La chronique de Guy
Aurenche
Huit
milliards d’humains
« Quelques mots
avant l’apocalypse »
J’emprunte
ce titre au livre fécond d’Adrien Candiard (éd. Cerf), qui y
ajoute un sous-titre : « Lire l’Évangile en temps de crise
». Nous, croyants ou non croyants en Dieu, avons bien besoin de
cette fraternelle invitation quand la catastrophe écologique devient
réalité ; la guerre, qui n’a jamais quitté la planète, est
à notre porte ; certains dans l’Église catholique révèlent
un visage d’hypocrisie et de mensonge qui nous ferait douter de la
Bonne nouvelle d’un amour vivant plus fort que la mort.
Les signes des temps
À
quoi les écrits « apocalyptiques » peuvent-ils nous
servir ? Sûrement pas à fixer une date pour la fin du monde et
encore moins une recette pour y échapper. « Il ne faut pas traiter
le discours apocalyptique comme une gigantesque énigme à déchiffrer
». Encore moins comme une devinette.
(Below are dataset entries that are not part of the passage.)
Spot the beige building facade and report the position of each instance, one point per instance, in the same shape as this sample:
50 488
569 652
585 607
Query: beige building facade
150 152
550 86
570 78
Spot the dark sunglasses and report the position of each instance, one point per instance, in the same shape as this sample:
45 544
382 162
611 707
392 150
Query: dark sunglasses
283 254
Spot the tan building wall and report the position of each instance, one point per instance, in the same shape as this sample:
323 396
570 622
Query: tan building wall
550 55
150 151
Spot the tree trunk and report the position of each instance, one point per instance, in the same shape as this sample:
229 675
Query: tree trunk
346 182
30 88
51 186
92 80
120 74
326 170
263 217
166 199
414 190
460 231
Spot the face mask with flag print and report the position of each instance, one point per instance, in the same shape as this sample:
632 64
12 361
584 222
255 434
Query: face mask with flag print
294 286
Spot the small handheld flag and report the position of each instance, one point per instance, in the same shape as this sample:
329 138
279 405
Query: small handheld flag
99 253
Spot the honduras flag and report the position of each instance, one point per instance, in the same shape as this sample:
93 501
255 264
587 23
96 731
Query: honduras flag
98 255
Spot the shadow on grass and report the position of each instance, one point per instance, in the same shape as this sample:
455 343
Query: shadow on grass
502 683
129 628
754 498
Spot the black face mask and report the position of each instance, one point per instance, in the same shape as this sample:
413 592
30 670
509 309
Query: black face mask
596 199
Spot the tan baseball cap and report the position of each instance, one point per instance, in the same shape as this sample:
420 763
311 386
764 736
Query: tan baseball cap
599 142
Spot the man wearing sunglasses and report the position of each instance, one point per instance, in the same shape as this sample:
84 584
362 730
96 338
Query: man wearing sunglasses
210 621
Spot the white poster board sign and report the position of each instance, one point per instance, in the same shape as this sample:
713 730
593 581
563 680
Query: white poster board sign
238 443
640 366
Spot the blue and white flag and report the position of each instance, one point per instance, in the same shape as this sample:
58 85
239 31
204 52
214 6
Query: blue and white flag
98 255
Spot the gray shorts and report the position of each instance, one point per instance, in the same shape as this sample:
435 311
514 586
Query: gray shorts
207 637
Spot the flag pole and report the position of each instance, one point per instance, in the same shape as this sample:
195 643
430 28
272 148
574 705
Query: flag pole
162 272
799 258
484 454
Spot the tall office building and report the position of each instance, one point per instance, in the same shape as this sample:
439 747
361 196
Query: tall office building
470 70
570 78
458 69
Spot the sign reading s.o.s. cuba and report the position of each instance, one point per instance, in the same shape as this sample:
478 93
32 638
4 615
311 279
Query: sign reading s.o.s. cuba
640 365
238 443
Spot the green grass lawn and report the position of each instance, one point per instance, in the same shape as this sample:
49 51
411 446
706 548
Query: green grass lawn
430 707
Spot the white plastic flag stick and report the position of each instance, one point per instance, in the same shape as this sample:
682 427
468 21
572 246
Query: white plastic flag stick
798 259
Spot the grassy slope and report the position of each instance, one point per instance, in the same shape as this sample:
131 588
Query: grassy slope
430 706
Plutôt le recevoir comme un
dévoilement, une révélation, une attention aux signes des temps,
ainsi qu’une invitation : « Accepter de parler plus de la fin
du monde pour retrouver, dans ce monde même, un soupçon d’espérance
». Non pour nous rassurer par un optimisme qui n’a pas de sens,
mais pour rejoindre celles et ceux qui incarnent l’aurore dans les
nuits aujourd’hui.
Fini, le monde d’après
Le
contexte actuel m’incite à ne plus croire au « monde d’après
». Celui dont les meilleurs analystes nous ont rebattu les oreilles
lors de l’apparition de la Covid 19. Celui qu’affichent les
politiciens annonçant la fin de la guerre en Ukraine. Celui que
certains écolos nous promettent si nous nous serrons la ceinture.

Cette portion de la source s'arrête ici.